In the early days of the internet, the honour system was used. After all, why would anyone want to advertise an IP block that they don’t own?
Unfortunately, there have been several cases of abuse, malicious intent, and even accidental misconfiguration that have caused routing problems on the internet. These cases involved using BGP to redirect traffic to the wrong place.
RPKI makes use of x509 certificates, with RFC 3779 extensions to include IP addresses and AS numbers. The private key is used to sign a block of data (such as an IP block being advertised in BGP), and the public key can then be used to validate the sender.
Of course, if certificates are involved, a CA (Certificate Authority) must be used. The CA can be provided by the AS owner, or they can use their RIR’s CA.
Route Origin Authorization (ROA) is used along with RPKI. It is essentially a statement by the owner of an IP block, stating which AS number is allowed to advertise it, and the most specific network (maximum subnet mask length) that the AS may advertise.
This information is lodged with the owner’s RIR, and signed with the owners private key, allowing RPKI verification.
RPKI and ROA is a more recent initiative to prevent malicious route hijacking, and errors due to human misconfiguration.

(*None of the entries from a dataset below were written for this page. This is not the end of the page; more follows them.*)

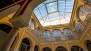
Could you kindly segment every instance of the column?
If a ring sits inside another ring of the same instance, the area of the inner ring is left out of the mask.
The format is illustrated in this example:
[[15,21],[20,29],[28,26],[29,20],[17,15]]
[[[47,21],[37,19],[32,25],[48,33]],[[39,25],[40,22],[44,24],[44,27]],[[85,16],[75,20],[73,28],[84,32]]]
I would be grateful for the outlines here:
[[64,33],[62,32],[62,40],[66,40]]
[[77,34],[75,29],[73,29],[73,32],[74,32],[74,35],[75,35],[76,39],[78,39],[78,34]]
[[41,41],[43,40],[42,37],[43,37],[43,34],[41,33],[41,34],[40,34],[40,40],[41,40]]
[[54,36],[52,35],[53,30],[50,30],[50,41],[55,41]]
[[79,49],[78,49],[78,50],[79,50],[79,51],[82,51],[80,47],[79,47]]
[[55,51],[55,50],[54,50],[54,44],[52,44],[52,50]]
[[68,46],[68,43],[66,43],[66,45],[67,45],[68,51],[70,51],[69,46]]
[[13,27],[12,30],[10,31],[8,37],[6,38],[4,43],[2,44],[0,51],[9,51],[17,33],[18,33],[18,28]]

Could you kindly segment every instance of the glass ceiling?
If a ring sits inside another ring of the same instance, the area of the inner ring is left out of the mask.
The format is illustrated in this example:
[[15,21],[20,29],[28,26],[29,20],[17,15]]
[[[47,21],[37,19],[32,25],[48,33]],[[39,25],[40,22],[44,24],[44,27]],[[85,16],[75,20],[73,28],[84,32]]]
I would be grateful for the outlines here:
[[42,26],[67,24],[70,22],[74,0],[46,0],[34,9]]

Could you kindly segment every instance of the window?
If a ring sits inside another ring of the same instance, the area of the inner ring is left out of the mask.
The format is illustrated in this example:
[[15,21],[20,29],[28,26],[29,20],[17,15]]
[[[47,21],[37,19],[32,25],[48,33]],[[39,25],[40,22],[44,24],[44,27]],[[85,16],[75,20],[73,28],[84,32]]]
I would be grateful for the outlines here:
[[80,22],[77,22],[77,21],[75,21],[75,23],[74,23],[74,28],[78,35],[80,35],[84,29],[84,27],[80,24]]
[[65,35],[67,40],[76,38],[74,35],[74,32],[71,29],[64,29],[64,35]]
[[37,37],[40,38],[40,29],[39,28],[36,29],[36,35],[37,35]]
[[52,50],[49,47],[45,47],[45,48],[43,48],[42,51],[52,51]]
[[55,51],[67,51],[67,49],[62,47],[62,46],[59,46],[59,47],[56,48]]
[[62,32],[60,30],[54,30],[52,32],[52,36],[54,37],[54,40],[61,40],[62,39]]
[[83,24],[86,25],[91,18],[91,7],[89,7],[88,5],[79,7],[78,17],[83,22]]
[[30,19],[29,26],[34,30],[35,23],[34,23],[33,19]]
[[84,51],[84,50],[79,46],[72,46],[71,51]]
[[50,41],[51,33],[49,30],[45,30],[43,33],[43,41]]
[[85,2],[91,3],[91,0],[85,0]]

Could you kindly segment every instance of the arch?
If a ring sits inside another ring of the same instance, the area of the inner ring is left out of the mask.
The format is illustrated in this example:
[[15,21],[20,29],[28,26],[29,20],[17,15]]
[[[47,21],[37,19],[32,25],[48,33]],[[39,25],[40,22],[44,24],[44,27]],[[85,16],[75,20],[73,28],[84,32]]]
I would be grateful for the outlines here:
[[84,44],[85,44],[86,50],[91,51],[91,41],[90,40],[85,40]]
[[[61,31],[60,29],[54,29],[53,31],[55,31],[55,30],[59,30],[59,31]],[[53,32],[53,31],[52,31],[52,32]]]
[[40,49],[39,49],[39,46],[38,46],[38,45],[35,45],[35,47],[34,47],[34,51],[40,51]]
[[91,0],[84,0],[84,2],[91,4]]
[[[77,21],[81,21],[81,19],[79,18],[79,10],[80,10],[80,7],[82,7],[82,5],[81,6],[79,6],[78,8],[77,8],[77,11],[76,11],[76,18],[77,18]],[[76,20],[75,20],[76,21]]]
[[86,25],[91,19],[91,7],[86,4],[79,6],[77,10],[77,17],[79,21]]
[[45,30],[44,33],[43,33],[43,41],[50,41],[50,38],[51,38],[51,33],[49,30]]
[[52,36],[53,36],[54,40],[62,40],[62,32],[59,29],[53,30]]
[[58,46],[55,51],[67,51],[67,49],[63,46]]
[[7,22],[0,22],[0,24],[5,24],[5,25],[8,25],[8,26],[10,26],[10,27],[13,27],[13,25],[12,25],[12,24],[7,23]]
[[44,47],[42,51],[52,51],[49,47]]
[[31,45],[32,45],[32,43],[31,43],[31,40],[29,39],[29,38],[24,38],[23,40],[22,40],[22,42],[21,42],[21,45],[20,45],[20,51],[29,51],[29,50],[31,50]]
[[84,27],[82,26],[82,24],[78,21],[74,21],[74,29],[77,32],[78,35],[81,34],[81,32],[83,31]]
[[84,51],[80,46],[72,46],[71,51]]
[[0,30],[4,31],[5,33],[9,34],[12,27],[8,24],[0,23]]
[[32,18],[29,21],[29,27],[31,27],[32,30],[35,29],[35,22],[34,22],[34,20]]
[[64,35],[65,35],[67,40],[71,40],[71,39],[76,38],[74,32],[70,28],[64,28],[63,31],[64,31]]
[[40,38],[40,29],[39,29],[39,27],[36,28],[36,35],[37,35],[37,37]]
[[3,43],[11,29],[12,27],[8,23],[0,23],[0,45]]

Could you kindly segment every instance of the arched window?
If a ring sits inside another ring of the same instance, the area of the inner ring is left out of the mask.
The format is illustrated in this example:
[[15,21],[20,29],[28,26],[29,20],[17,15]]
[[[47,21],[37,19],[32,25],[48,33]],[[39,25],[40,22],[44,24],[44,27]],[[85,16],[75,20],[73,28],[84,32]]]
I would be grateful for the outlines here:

Attacks involving the injection of incorrect routes into the internet for the purposes of DDOS (black holing), Spam or Man-In-The-Middle a re partially addressed by Bogon Route Filtering and Routing Policy Databases, but these are not totally effective on their own.
RPKI helps to cover the difference, by making sure that only the righful owner of internet resources are able to control where they are advertised.